TV Review: You

Having taken the internet by storm since its UK release, Netflix’s original series You is an easy to watch, ever so slightly trashy thriller based on the novel by Caroline Kepnes.

You is tantalisingly engrossing”

You tells the story of Joe Goldberg (Penn Badgley), a bookstore manager from New York who instantly falls in love with customer and student Guinevere Beck (Elizabeth Lail). But this is not a typical romance, Joe’s obsession for Beck becomes more and more dysfunctional and dangerous as time goes by, leading to a hot mess of secrecy, stalking and murder. As Beck’s friends become increasingly suspicious of Joe’s behaviour, his paranoia rockets and his violent behaviour escalates.

“Badgley’s charismatic performance leads the audience astray in their moral judgement”

The romanticisation of Joe’s character is indeed problematic. Badgely himself has recognised this, taking to Twitter to reply to fans’ inappropriate comments on his character. However, his charisma as a psychopathic villain illuminates the danger of such figures. The series gives the audience an intimate and eye-opening insight into Joe’s life and psyche, tracking his every move and thought.

In particular, Joe’s affectionate behaviour towards Paco, whose step-father is physically and emotional abusive to him and his mother, makes us question his inherently evil behaviour. On the other hand, whilst the audience hear Joe’s reasons and justifications for his actions, we are still aware that they are wrong, shocking and dysfunctional. Therefore, we must be trusted as viewers to recognise the issues posed by his character.

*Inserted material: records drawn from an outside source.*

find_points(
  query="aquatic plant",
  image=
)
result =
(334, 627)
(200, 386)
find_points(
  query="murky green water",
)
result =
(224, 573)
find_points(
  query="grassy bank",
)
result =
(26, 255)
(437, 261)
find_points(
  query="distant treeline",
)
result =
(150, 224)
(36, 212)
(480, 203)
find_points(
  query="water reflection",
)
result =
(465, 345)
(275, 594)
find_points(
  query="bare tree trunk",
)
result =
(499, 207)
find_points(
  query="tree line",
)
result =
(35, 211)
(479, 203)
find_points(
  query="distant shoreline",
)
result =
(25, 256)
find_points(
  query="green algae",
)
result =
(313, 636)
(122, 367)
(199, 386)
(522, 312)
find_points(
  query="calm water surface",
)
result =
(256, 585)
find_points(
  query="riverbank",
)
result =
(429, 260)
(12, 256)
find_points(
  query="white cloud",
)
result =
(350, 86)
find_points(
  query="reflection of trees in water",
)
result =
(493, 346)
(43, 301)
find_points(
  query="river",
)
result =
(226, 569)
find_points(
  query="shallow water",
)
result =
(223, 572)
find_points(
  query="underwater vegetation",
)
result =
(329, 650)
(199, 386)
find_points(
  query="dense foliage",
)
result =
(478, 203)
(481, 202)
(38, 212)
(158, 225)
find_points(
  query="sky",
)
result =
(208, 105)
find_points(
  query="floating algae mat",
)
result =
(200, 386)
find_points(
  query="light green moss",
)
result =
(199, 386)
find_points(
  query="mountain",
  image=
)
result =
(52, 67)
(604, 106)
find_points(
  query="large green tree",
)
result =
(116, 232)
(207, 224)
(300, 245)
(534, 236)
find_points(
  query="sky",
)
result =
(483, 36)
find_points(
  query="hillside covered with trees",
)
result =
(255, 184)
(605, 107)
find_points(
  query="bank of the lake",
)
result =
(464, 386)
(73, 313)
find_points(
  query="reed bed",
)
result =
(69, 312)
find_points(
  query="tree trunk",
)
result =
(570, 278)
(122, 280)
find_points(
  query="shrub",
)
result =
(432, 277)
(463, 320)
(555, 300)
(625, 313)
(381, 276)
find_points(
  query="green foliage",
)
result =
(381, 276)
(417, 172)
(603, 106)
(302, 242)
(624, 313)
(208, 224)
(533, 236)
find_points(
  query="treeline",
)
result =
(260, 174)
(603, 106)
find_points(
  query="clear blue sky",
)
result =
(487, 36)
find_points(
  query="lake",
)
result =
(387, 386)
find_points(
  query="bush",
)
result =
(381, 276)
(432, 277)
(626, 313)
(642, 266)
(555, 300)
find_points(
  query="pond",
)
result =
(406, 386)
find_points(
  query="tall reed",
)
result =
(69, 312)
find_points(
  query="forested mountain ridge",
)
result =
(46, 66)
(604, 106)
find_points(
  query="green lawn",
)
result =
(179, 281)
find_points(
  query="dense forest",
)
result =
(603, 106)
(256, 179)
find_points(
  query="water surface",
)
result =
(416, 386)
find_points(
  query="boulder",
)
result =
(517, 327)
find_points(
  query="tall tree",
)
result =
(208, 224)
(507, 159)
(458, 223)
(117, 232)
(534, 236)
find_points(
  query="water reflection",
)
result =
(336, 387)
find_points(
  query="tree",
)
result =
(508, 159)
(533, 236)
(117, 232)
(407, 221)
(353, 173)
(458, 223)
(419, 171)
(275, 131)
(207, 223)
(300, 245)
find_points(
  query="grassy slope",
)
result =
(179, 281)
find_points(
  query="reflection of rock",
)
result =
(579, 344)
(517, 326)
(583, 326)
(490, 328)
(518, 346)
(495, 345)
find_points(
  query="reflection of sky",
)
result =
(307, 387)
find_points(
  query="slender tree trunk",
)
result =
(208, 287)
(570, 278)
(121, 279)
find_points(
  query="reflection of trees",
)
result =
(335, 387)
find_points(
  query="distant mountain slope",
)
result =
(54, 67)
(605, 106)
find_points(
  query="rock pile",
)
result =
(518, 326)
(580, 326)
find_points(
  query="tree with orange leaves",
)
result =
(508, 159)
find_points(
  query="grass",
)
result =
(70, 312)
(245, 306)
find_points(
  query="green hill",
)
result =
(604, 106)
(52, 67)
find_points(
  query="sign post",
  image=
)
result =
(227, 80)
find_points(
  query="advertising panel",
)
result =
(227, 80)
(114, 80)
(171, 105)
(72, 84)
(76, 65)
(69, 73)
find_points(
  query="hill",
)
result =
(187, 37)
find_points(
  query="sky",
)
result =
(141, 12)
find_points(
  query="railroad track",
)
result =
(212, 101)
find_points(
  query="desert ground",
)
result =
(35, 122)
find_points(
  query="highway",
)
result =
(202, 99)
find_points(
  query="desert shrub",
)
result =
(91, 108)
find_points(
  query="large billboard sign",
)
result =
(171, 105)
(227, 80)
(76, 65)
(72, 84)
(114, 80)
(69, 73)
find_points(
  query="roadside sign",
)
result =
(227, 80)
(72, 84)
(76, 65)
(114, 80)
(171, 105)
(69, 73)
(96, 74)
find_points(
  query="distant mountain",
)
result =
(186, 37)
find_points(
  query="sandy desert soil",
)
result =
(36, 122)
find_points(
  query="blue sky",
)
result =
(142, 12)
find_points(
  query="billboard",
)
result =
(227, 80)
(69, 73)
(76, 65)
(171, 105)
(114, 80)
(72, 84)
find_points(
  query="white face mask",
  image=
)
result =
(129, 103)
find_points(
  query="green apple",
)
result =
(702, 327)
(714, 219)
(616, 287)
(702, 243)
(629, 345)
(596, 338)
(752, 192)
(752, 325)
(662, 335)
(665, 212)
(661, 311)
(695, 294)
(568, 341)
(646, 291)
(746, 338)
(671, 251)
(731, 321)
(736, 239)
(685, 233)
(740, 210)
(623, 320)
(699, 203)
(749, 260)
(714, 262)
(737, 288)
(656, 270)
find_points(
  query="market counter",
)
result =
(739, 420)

One thing I will warn you about this show, it is very addictive. Luckily, now exams and deadlines are over you can indulge in a binge without feeling too guilty about it. Full of twists and turns, jumpy scenes and times which will have you screaming at the screen due to Beck’s idiocy, You is tantalisingly engrossing. Although at times the writing is a little bit predictable and repetitive, the clever characterisation of Joe’s character will leave you horrified whilst also intrigued to see more. Like Dexter from the self-titled TV series, Joe is a somewhat likeable villain. As much as you want to hate him, Badgley’s charismatic performance leads the audience astray in their moral judgement.

“We should be focusing on raising awareness about the nature of such murderers”

The debate surrounding the romanticisation of serial killers has become even more heated with the release of the trailer for Extremely Wicked, Shockingly Evil and Vile, starring Zac Efron as the renowned American rapist and murderer Ted Bundy. Some viewers are concerned about Efron’s performance, whereas others have pointed out that such viewers are simply missing the point. The fact that Bundy appeared to be attractive, intelligent and charming is what allowed him to lure his victims. Perhaps instead, we should be focusing on raising awareness about the nature of such murderers, whilst commemorating the lives of the victims sensitively.

If you’re looking to be intellectually stimulated or challenged, this is not the series for you (unintentional pun). But if you’re looking for an easy, enjoyable and thrilling watch, I would recommend You despite its flaws. Ending on a cliff-hanger and with a second series on the way, You is undeniably a crowd pleaser in many ways.